Lo que realmente está diciendo el BOJ
El enfoque hawkish en esta ocasión es impulsado por una combinación de presiones inflacionarias que el BOJ no puede ignorar. Las tensiones geopolíticas, particularmente el conflicto en curso en Oriente Medio, mantienen los precios de la energía elevados. El yen sigue siendo débil, lo que hace que las importaciones sean más caras y alimenta directamente la inflación doméstica. Además, la fuerte demanda global, especialmente de los sectores tecnológicos relacionados con la inteligencia artificial, está añadiendo combustible a las proyecciones de crecimiento que ya parecían sólidas.
Los mercados ya habían preciado esta decisión con una probabilidad superior al 95%, por lo que la decisión en sí fue tan sorprendente como que un verano en Tokio sea caluroso. El BOJ está esencialmente diciéndole a los mercados que se preparen para más aumentos de tasas sin comprometerse con una cronología específica.
Por qué los operadores de criptomonedas deberían preocuparse por las tasas de interés japonesas
Las decisiones de política monetaria del BOJ tienen una conexión sorprendentemente fuerte con la volatilidad del mercado de criptomonedas, y el mecanismo es el carry trade en yenes. Los inversores toman prestado en una moneda de bajo interés (históricamente el yene) e invierten los fondos obtenidos en activos de mayor rendimiento, incluidos activos de riesgo como bitcoin y acciones tecnológicas. Cuando el BOJ aumenta las tasas, las posiciones de carry trade se vuelven más costosas de mantener. Los operadores cierran esas posiciones, vendiendo activos de riesgo para devolver sus préstamos denominados en yenes.

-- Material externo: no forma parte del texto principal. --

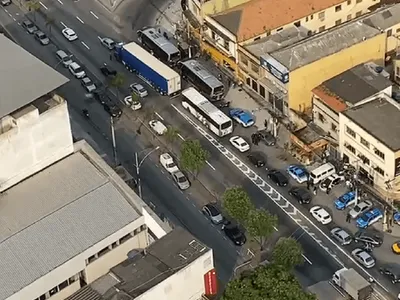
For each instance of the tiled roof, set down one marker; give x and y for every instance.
(258, 16)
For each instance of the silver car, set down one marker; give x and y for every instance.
(360, 208)
(181, 180)
(363, 257)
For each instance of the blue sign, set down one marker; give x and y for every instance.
(275, 68)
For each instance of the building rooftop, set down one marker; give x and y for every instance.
(66, 210)
(351, 87)
(144, 270)
(380, 118)
(324, 44)
(278, 40)
(255, 17)
(20, 83)
(385, 18)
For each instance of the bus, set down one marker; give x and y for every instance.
(156, 42)
(206, 112)
(207, 83)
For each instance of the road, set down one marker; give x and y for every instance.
(180, 208)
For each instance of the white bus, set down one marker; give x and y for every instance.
(206, 112)
(201, 78)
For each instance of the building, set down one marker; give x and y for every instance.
(66, 216)
(370, 141)
(348, 89)
(175, 267)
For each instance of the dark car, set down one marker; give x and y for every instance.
(301, 195)
(112, 109)
(266, 137)
(278, 178)
(392, 271)
(107, 71)
(256, 159)
(234, 233)
(371, 238)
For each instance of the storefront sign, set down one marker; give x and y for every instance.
(275, 68)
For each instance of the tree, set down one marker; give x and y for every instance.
(237, 204)
(266, 282)
(260, 225)
(34, 6)
(287, 253)
(193, 156)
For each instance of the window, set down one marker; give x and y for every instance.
(364, 142)
(350, 132)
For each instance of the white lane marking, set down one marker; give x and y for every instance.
(80, 20)
(84, 44)
(306, 259)
(44, 6)
(158, 115)
(210, 165)
(268, 189)
(94, 15)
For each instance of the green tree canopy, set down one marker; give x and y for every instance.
(237, 204)
(193, 156)
(287, 253)
(269, 282)
(260, 225)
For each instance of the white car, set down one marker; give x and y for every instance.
(321, 215)
(133, 104)
(139, 90)
(76, 70)
(158, 127)
(69, 34)
(363, 257)
(239, 143)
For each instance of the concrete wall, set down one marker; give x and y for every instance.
(304, 79)
(34, 142)
(187, 284)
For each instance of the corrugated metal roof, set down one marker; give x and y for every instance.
(69, 207)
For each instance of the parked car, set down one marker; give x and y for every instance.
(158, 127)
(369, 217)
(302, 195)
(321, 215)
(392, 271)
(239, 143)
(360, 208)
(363, 257)
(370, 238)
(298, 173)
(139, 90)
(266, 137)
(181, 180)
(278, 178)
(244, 118)
(341, 235)
(29, 26)
(42, 38)
(234, 233)
(212, 213)
(256, 159)
(69, 34)
(345, 200)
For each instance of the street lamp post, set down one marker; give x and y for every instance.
(139, 164)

Los aumentos previos de tasas del BOJ han coincidido con correcciones del bitcoin que oscilaron entre el 18% y el 32%, impulsadas en gran medida por estas dinámicas de carry trade. El aumento de junio del 0,75% al 1% no es historia antigua, y el mercado de criptomonedas sintió sus efectos ya que el fortalecimiento del yen obligó a deshacer posiciones en múltiples clases de activos.
El yen, el gobierno y lo que viene a continuación
Añadir otra capa a esta historia es el apoyo activo del gobierno japonés al yen. Una moneda doméstica más fuerte ayuda a contener la inflación importada, lo que brinda al BOJ cierto margen de maniobra en cuanto a los aumentos de tasas.
Para el Banco de Japón, la tasa actual del 1% representa un cambio drástico respecto a la política monetaria ultra laxa que definió la banca central japonesa durante décadas. La institución pasó años en territorio de tasas de interés negativas, y el camino hacia el 1% ha sido un proceso lento y deliberado de normalización que comenzó en 2024.
Para los inversores en criptomonedas específicamente, el plan aquí implica observar de cerca dos aspectos. Primero, cualquier indicación del gobernador Kazuo Ueda o de la junta del BOJ sobre el momento o las condiciones para el próximo aumento de tasas. Segundo, la tasa de cambio USD/JPY, que sirve como un barómetro en tiempo real del estrés en las operaciones de carry trade. Una apreciación pronunciada del yen, ya sea por acción del BOJ o por intervención gubernamental, ha sido históricamente el desencadenante que lleva a los activos de riesgo a un modo de corrección.